Focus on Societies

American Academy of Religion

Within a context of free inquiry and critical examination, the Academy welcomes all disciplined reflection on religion—both from within and outside of communities of belief and practice—and seeks to enhance its broad public understanding. With some 9,000 members in North America and abroad, the Academy fosters excellence in scholarship and teaching through academic conferences and meetings, publications, and a variety of programs and member services.

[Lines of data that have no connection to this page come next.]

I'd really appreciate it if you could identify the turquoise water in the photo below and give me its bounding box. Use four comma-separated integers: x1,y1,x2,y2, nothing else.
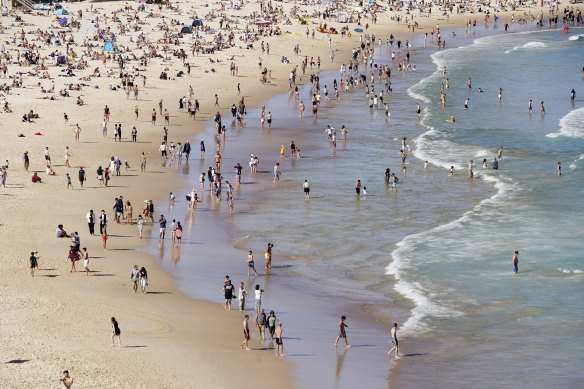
387,27,584,387
152,25,584,388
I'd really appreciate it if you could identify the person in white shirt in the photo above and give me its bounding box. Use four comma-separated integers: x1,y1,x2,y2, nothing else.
254,285,264,313
237,281,247,312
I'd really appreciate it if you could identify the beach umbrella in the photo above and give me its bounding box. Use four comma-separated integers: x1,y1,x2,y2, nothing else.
103,41,115,52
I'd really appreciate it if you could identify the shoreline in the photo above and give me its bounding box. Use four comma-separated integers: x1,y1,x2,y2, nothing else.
145,22,532,384
0,4,560,387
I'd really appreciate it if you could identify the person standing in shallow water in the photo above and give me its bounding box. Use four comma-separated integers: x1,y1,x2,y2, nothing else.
335,316,351,347
387,323,399,358
247,250,258,277
112,317,122,347
241,315,250,351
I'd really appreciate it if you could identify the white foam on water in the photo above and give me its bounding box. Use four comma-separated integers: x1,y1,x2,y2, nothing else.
505,42,547,54
558,267,584,274
546,107,584,138
570,154,584,170
386,172,517,336
386,32,516,336
568,34,584,41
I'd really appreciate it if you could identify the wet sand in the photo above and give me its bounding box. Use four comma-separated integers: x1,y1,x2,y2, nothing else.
0,3,548,388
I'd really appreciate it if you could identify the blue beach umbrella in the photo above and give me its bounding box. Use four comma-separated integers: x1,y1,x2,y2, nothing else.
103,41,115,52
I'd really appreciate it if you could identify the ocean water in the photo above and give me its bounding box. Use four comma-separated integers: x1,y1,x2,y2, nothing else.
148,25,584,388
387,30,584,388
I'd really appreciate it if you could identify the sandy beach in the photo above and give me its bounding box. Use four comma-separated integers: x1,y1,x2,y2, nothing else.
0,1,572,388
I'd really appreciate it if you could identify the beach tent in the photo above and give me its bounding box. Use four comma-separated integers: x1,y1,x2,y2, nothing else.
103,41,115,52
331,11,347,23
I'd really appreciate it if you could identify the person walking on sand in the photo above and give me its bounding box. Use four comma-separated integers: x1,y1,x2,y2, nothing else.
247,250,258,277
256,308,268,340
511,250,519,274
158,215,166,239
130,265,140,293
83,247,91,276
387,323,399,358
223,280,235,311
268,310,278,340
335,316,351,347
30,251,39,277
237,281,247,312
136,215,144,239
264,243,274,269
139,266,148,293
112,316,122,347
59,370,73,389
274,323,284,357
241,315,250,351
255,285,264,313
101,228,107,250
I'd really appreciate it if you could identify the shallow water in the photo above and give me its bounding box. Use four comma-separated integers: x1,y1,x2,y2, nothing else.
146,25,584,388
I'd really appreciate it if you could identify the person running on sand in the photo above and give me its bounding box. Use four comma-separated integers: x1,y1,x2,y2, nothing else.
112,317,122,347
335,316,351,347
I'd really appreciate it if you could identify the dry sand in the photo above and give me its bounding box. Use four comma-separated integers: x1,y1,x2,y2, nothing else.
0,2,548,388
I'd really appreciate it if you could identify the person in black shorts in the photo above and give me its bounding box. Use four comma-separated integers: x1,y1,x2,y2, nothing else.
30,251,39,277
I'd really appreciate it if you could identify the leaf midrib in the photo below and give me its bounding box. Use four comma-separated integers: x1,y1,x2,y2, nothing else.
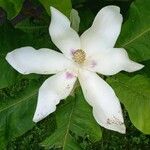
0,90,37,113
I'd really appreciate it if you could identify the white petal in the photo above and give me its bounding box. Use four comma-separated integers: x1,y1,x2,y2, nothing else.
33,71,76,122
79,70,125,133
86,48,144,75
81,6,122,55
6,47,72,74
49,7,81,58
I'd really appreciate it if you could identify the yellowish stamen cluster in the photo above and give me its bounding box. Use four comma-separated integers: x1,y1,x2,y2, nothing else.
73,49,86,64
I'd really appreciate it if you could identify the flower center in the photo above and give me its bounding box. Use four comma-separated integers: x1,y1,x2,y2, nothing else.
73,49,86,64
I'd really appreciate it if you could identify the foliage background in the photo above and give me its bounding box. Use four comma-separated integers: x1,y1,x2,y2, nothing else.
0,0,150,150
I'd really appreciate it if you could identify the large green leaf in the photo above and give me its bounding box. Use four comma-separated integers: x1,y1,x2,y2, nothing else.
42,89,101,150
107,73,150,134
0,19,52,89
0,0,24,19
0,82,39,149
39,0,72,17
116,0,150,61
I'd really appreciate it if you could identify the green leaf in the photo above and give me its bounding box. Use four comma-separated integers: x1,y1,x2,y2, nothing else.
39,0,72,17
0,82,39,149
42,89,102,150
116,0,150,61
107,73,150,134
0,0,24,19
0,19,53,89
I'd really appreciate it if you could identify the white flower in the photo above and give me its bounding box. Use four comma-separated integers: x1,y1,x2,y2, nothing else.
6,6,143,133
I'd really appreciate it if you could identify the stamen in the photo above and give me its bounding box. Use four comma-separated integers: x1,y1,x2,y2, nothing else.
73,49,86,64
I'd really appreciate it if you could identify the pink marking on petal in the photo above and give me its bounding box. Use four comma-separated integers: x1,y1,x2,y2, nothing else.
91,60,97,68
66,72,74,79
70,49,76,55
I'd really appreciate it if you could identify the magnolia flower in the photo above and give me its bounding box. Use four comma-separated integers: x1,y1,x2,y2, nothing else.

The Academy was founded by four scholars in 1909 as the Association of Biblical Instructors in American Colleges and Secondary Schools. In 1922, the group changed its name to the National Association of Biblical Instructors (NABI, “prophet” in Hebrew) and launched a scholarly journal. By 1963, the association, sparked by dramatic changes in the study of religion, was ready for another transformation. Upon the recommendation of a Self-Study Committee, NABI became the American Academy of Religion (AAR) and was incorporated under this name in 1964. Two years later, the name of the journal was changed to the Journal of the American Academy of Religion (JAAR). Today the JAAR, published by Oxford University Press, is one of the preeminent scholarly journals in the fields of religious studies and theology.

The Academy’s annual meeting, held concurrently with the Society of Biblical Literature’s annual meeting, draws some 10,000 attendees from around the world who take part in more than 1,000 academic sessions, additional meetings, receptions, tours, and workshops. The Academy’s 10 regions also meet annually and provide networks for sharing of research among local scholars; professional development efforts through mentoring, workshops, and programs to enhance teaching skills; and opportunities for graduate and undergraduate students to present their work.

In addition to the JAAR, the Academy’s publishing programs include five book series published in partnership with Oxford University Press; monthly newsletters; the online magazine Religious Studies News; and other online publications, including the AAR Career Guide for Racial and Ethnic Minorities in the Profession and the AAR Guidelines for Teaching About Religion in K-12 Public Schools in the United States. The Academy also administers the American Lectures in the History of Religions, which have often culminated in the publication of the lectures through Columbia University Press.

The Academy’s programs and services for members include departmental consulting services; graduate and undergraduate surveys of the field; research, travel, and regional development grants; book awards; service and teaching awards; summer seminars for theological educators funded by the Henry Luce Foundation; and employment listings and interview services. With generous support from the Teagle Foundation, the Academy is currently conducting a national survey to determine the long-term impacts of pursuing an undergraduate major in religious studies.

Hundreds of members volunteer their time each year to further the work of the Academy, and to serve their fellow members, by standing for election as officers and members of the Board of Directors; serving on committees, working groups, task forces, and juries; leading annual meeting program units as chairs and steering committee members; and serving in one of the Academy’s ten regions as regional coordinators and officers. In addition to the Society of Biblical Literature, the Academy partners with more than thirty organizations and institutions, including the International Association for the History of Religions, the Wabash Center for Teaching and Learning, and the North American Association for the Study of Religion, to provide opportunities for members to engage in scholarship and professional development with colleagues within the field of religious studies and across subfield specializations.